Groundbreaking Held for $1.27 Billion Hospital


DALLAS — A groundbreaking ceremony took place for the new Parkland Memorial Hospital, which will be situated across the street from its current location on Harry Hines and Medical District Drive.
 
The 2.5-million square foot replacement hospital campus, slated for completion in 2014, will feature a 17-story main hospital building with 862 patient rooms for adults and a 96-neonatal intensive-care unit, and has a price tag of $1.27 billion. Each patient floor will accommodate two 36-bed units built end to end with nursing alcoves tucked along the 300-foot hallways. At the center of the new campus will be a "wellness park," a 2-acre island of trees and plants that can be accessed only by entering through the hospital by patients, staff and visitors.
 
Parkland was built in 1954 as Dallas’s charity hospital and has been reconfigured and remodeled extensively over the past 56 years.

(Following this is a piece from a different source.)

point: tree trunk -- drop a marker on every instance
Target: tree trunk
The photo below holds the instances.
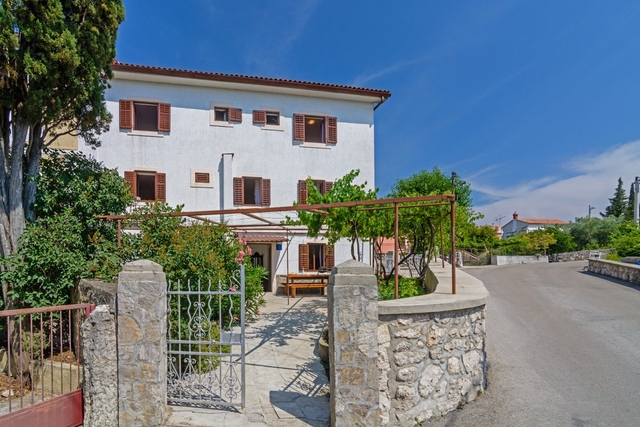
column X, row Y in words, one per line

The hospital may be best known for being the facility that received a dying President John F. Kennedy following his assassination in 1963.
 
In 2007, a committee appointed by the Dallas County Commissioner recommended that a new public hospital be built to reduce patient waiting time and also to accommodate the increasing number of uninsured county residents. Local support to build a new public facility became obvious in 2008 after 82 percent of voters approved the bond package committing $757 million in public funds.
 
Further support has come from local philanthropists who have pledged or donated $91 million toward the project. The fund-raising goal is $150 million, with the remainder of the construction costs being covered by the hospital’s surplus funds.
 
Parkland’s board of managers had pushed for years to replace the substandard facility and underwent an upgrade in the 1980s.
 
Jim Williams Jr., a Dallas real-estate developer and former hospital board member, stated in a recent report he recalled taking a tour of the facility in the late 1990s and had to go back to the board and tell them that it was impossible to fix the hospital because it would never comply with federal regulations and OSHA.
 
While Dallas County acquired roughly 60 acres of land directly across from the current hospital in hopes of replacing the old facility, the project went dormant for about five years as Dallas County commissioners queried whether the time was right to invest more than $1 billion into a new hospital.
 
Former Commissioner Nancy Judy said recently that she always tried to balance financial concerns about Parkland with the reality of the hospital’s overcrowded conditions, and commended the hospital’s administration for guiding the replacement hospital project through the turmoil.